In September 22, 2014, Steam announced that it has grown to over 100 million active accounts and to a library of over 3700 games. This is old news, but I missed it at that time, and found it out today in a Twitter conversation spawned over a statement I made:
The rate of games released on Steam increases, but as their data shows, so does the number of users. How many games does a market of over 100 million players (probably 125 by now) deserve, or need? To me, 3700 games - or 5000, or 10000 - seems a small number for such a large client base.
And that’s just Steam. 100 million is a BIG number, yet it’s just a fraction of how many people play games around the world today*. And even those are a small fraction of the people who WANT to play games, but have no access yet, or did not yet mustered the courage to try. Or maybe - just maybe! - no one made the games for them.
Have you ever had a conversation similar to this:
"Do you play video games?
No… no, I am too old/ woman/ businessy… for that….
But do you know Candy Crush/ FarmVille/ Solitaire…?
Yes, of course, but I am not into video games… "
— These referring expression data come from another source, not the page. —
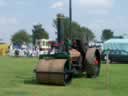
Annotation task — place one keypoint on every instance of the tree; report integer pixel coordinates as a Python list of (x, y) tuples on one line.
[(107, 34), (78, 32), (20, 37), (39, 33)]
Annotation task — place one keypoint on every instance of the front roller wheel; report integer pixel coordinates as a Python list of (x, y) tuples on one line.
[(53, 72)]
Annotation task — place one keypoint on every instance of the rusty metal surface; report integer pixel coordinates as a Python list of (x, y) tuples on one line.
[(51, 71), (74, 53), (51, 65)]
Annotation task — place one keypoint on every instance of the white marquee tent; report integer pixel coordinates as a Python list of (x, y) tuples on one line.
[(120, 44)]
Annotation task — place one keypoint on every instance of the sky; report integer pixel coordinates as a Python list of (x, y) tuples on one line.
[(94, 14)]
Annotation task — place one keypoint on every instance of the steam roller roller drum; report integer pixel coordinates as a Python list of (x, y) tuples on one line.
[(53, 71)]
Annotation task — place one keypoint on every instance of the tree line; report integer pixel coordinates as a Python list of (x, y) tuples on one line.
[(78, 32)]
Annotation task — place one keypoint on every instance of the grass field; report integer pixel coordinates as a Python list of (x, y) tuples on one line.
[(17, 79)]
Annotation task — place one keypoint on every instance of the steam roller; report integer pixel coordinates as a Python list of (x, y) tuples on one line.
[(70, 57)]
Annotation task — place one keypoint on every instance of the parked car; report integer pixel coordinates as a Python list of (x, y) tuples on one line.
[(115, 56)]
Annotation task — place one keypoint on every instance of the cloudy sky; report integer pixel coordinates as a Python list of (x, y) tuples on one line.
[(94, 14)]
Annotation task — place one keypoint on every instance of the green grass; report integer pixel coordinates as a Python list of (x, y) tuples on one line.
[(17, 79)]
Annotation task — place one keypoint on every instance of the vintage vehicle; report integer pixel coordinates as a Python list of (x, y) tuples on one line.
[(116, 55), (71, 57)]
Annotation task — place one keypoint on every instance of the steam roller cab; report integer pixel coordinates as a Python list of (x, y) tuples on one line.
[(70, 57)]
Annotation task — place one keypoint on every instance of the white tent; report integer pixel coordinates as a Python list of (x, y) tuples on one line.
[(120, 44)]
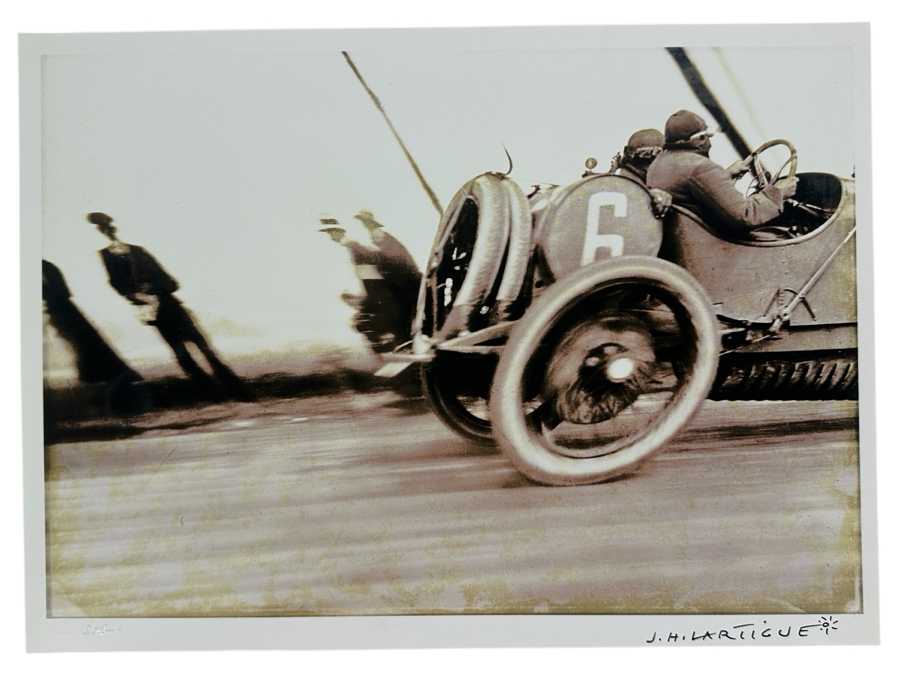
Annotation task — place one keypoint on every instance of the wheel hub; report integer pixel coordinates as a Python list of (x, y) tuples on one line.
[(599, 368)]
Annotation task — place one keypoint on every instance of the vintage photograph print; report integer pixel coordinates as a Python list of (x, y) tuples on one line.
[(382, 329)]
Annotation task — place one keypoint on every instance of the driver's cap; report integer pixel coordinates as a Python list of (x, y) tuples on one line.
[(682, 125)]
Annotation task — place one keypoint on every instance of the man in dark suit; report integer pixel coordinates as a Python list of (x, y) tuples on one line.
[(399, 270), (137, 276), (95, 360)]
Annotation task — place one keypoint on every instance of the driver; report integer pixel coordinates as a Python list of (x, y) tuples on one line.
[(684, 170), (634, 160)]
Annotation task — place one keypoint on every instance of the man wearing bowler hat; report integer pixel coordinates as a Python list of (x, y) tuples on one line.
[(137, 276)]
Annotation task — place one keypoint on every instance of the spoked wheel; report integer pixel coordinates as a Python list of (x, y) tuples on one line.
[(478, 261), (456, 399), (474, 278), (603, 370)]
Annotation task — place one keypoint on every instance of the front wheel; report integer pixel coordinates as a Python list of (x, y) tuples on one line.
[(603, 370), (450, 384)]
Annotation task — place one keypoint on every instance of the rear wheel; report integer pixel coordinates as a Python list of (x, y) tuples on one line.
[(603, 370)]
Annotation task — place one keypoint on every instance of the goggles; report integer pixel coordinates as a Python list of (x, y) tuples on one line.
[(700, 135)]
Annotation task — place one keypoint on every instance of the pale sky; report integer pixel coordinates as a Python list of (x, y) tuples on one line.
[(221, 164)]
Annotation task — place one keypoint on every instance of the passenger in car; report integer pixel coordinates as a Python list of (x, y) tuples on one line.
[(634, 160), (684, 170)]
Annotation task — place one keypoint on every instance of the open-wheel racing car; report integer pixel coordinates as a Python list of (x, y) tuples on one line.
[(581, 327)]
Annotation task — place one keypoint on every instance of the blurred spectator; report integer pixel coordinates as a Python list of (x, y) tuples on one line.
[(138, 276)]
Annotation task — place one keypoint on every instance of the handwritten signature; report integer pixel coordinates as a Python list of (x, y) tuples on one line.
[(748, 631), (99, 630)]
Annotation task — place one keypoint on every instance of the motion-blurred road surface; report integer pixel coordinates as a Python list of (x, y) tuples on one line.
[(364, 505)]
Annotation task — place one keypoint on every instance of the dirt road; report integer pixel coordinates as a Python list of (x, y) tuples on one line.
[(363, 505)]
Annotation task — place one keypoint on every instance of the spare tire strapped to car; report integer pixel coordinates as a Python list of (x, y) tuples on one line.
[(477, 265), (467, 255)]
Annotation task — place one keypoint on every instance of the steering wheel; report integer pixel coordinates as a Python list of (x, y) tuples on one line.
[(761, 177)]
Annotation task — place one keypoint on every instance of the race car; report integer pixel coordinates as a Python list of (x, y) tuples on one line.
[(581, 327)]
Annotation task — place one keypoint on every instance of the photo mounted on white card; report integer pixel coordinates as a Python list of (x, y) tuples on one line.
[(448, 338)]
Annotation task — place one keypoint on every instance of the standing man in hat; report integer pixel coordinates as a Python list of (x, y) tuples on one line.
[(376, 315), (399, 270), (137, 276), (684, 170), (96, 361)]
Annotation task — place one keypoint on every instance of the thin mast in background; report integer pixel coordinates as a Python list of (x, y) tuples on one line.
[(412, 162), (707, 98)]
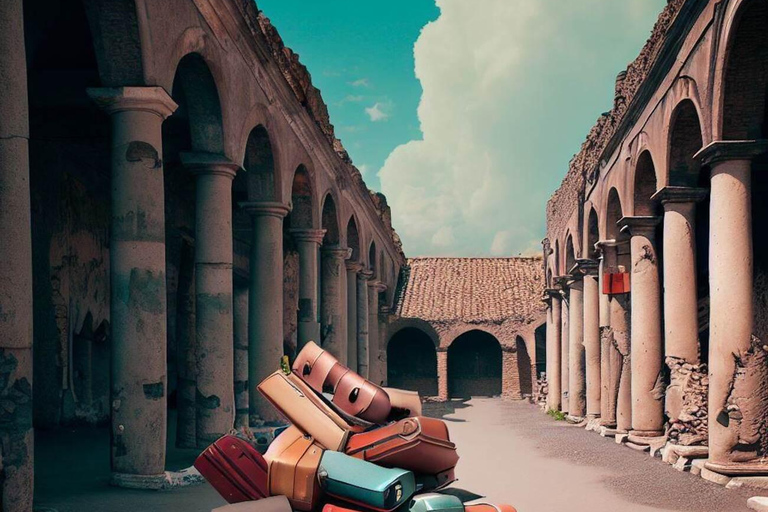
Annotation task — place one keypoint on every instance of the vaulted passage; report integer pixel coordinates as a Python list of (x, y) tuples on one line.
[(412, 362), (474, 365)]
Last time I had this conversation, I wondered how much that person was spending in Candy Crush, as I was sure she was spending at least some money for a game.
But we game developers live in a bubble. Have you seen the video This Is Phil Fish? Starting at minute 13:15, the commenter tackles this subject: “The world at large does not know or care who makes video games”. The truth is, most of the people who play games have no idea how games are made, or even what a FPS/ Sandbox/ Rogue-like is (tags taken from the Steam Popular Tags list now). Yet so many game presentations involve heavy gamedev and/ or hardcore gamer terms, and so many projects are pitched as Chocolate and Peanut Butter.
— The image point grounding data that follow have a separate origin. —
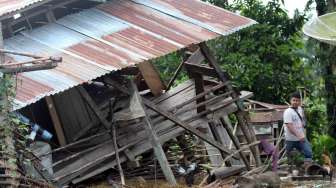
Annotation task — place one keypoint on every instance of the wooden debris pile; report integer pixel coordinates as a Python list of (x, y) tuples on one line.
[(113, 124)]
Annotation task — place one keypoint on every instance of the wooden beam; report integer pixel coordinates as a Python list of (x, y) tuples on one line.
[(177, 121), (56, 120), (235, 141), (201, 69), (199, 88), (152, 78), (196, 57), (178, 70), (241, 115), (159, 153), (94, 107), (35, 13)]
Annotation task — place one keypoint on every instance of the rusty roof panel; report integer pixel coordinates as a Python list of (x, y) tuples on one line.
[(154, 21), (112, 36), (201, 14), (10, 6)]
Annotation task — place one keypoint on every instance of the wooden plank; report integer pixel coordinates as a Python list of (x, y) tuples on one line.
[(94, 107), (201, 69), (240, 114), (171, 81), (159, 153), (56, 121), (187, 127), (215, 156), (235, 141), (152, 78), (199, 88), (177, 121)]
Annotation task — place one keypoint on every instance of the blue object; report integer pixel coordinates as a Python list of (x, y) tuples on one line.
[(36, 129)]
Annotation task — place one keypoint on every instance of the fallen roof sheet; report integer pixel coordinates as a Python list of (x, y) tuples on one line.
[(11, 6), (112, 36)]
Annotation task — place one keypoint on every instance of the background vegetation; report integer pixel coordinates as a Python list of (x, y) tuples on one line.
[(274, 58)]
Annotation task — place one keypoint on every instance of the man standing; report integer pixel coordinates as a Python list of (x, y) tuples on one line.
[(294, 123)]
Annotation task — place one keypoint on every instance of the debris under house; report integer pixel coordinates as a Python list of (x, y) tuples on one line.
[(105, 111)]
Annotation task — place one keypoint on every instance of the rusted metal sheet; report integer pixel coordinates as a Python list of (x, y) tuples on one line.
[(112, 36), (10, 6)]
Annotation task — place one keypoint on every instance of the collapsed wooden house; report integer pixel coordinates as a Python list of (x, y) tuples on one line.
[(88, 95)]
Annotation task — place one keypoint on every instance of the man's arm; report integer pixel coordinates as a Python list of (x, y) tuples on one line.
[(291, 128)]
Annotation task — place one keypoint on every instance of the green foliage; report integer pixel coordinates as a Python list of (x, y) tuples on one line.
[(322, 144), (265, 58)]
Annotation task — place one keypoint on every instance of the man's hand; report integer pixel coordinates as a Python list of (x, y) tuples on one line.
[(295, 132), (302, 138)]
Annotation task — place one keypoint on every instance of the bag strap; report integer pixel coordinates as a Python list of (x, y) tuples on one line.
[(298, 115)]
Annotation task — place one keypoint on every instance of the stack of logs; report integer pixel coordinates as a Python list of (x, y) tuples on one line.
[(200, 107)]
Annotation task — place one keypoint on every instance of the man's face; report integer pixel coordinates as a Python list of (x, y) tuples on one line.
[(295, 102)]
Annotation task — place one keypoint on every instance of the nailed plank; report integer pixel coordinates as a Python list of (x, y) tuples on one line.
[(241, 115), (56, 121), (152, 78), (201, 69), (159, 153), (235, 141)]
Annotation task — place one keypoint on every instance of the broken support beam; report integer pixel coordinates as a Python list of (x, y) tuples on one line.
[(177, 121), (56, 121), (94, 107), (187, 127), (235, 141), (240, 114), (159, 153)]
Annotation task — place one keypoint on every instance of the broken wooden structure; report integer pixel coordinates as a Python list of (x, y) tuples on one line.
[(106, 103)]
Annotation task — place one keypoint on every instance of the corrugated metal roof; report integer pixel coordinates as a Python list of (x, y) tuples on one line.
[(10, 6), (112, 36)]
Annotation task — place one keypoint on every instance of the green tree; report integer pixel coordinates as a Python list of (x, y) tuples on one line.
[(265, 58), (324, 55)]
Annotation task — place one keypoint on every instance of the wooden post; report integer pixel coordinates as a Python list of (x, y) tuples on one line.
[(152, 78), (159, 153), (235, 141), (174, 119), (6, 134), (240, 114), (56, 121), (199, 88)]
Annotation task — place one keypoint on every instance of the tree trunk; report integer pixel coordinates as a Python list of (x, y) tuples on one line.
[(327, 58)]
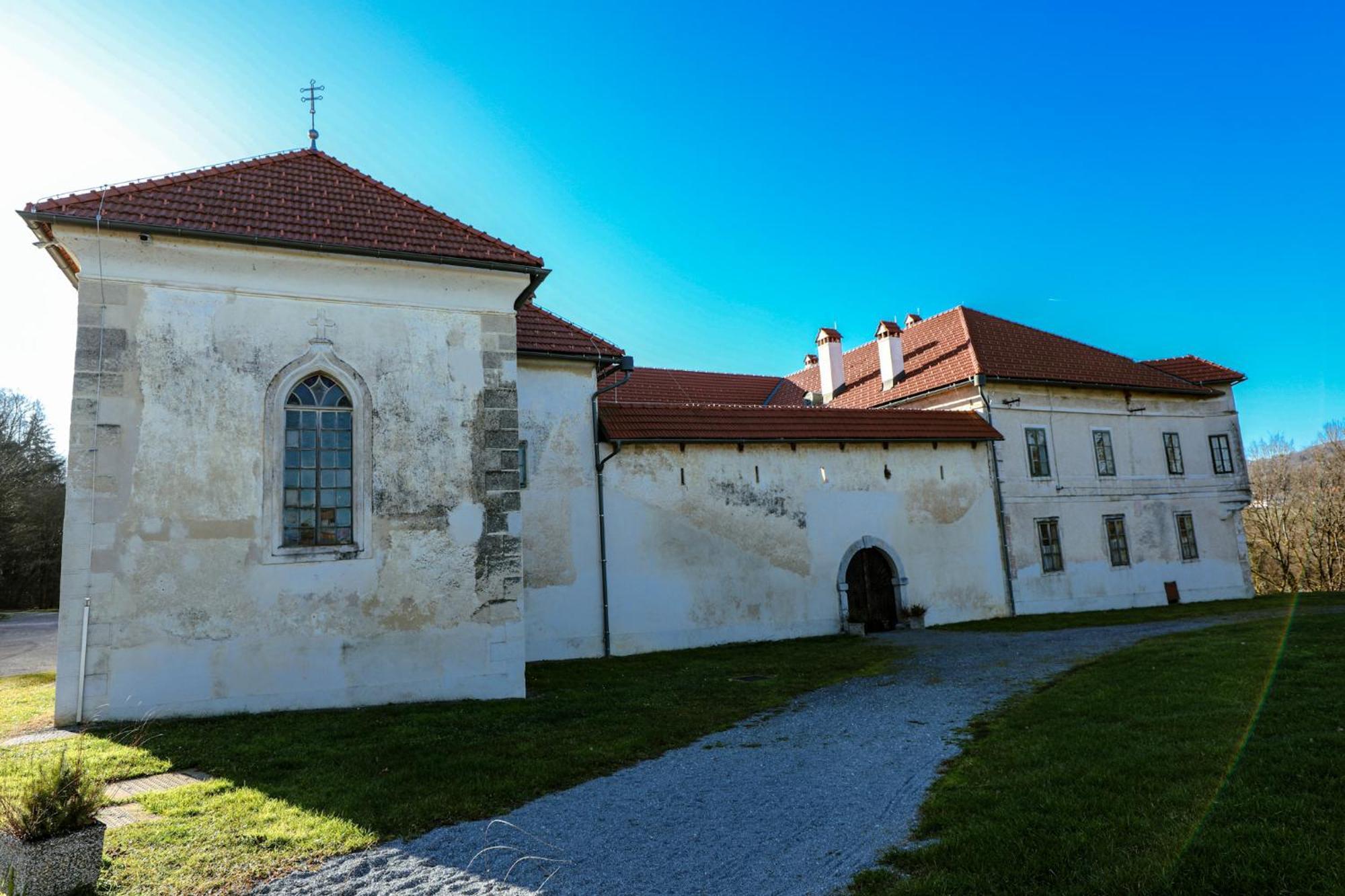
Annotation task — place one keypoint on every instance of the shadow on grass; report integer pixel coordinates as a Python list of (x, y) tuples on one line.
[(299, 786)]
It’s easy to panic if you only see the world from your very narrow window. In the face of hardship - which comes with the desire to create something valuable, and its a good thing! - it’s easy to be negative and mostly see the problems. It’s so easy to freak out reading dozen of post mortems of unsuccessful indie projects on Gamasutra/ Polygon/ Kotaku, but we narrow our own world and restrict our own view in a context that’s really amazingly positive for us nowadays.
We need more games released. We need to understand that playing, having fun is not a niche preference, and that everyone wants to relax, explore, have fun. And we need to learn how to respect and talk to those people who don’t know what an FPS is. The world is ready for us, welcomes us and is eager for our creativity!
*According to a state of the industry report published by Spil Games in 2013, more than 1.2 billion people are playing games worldwide.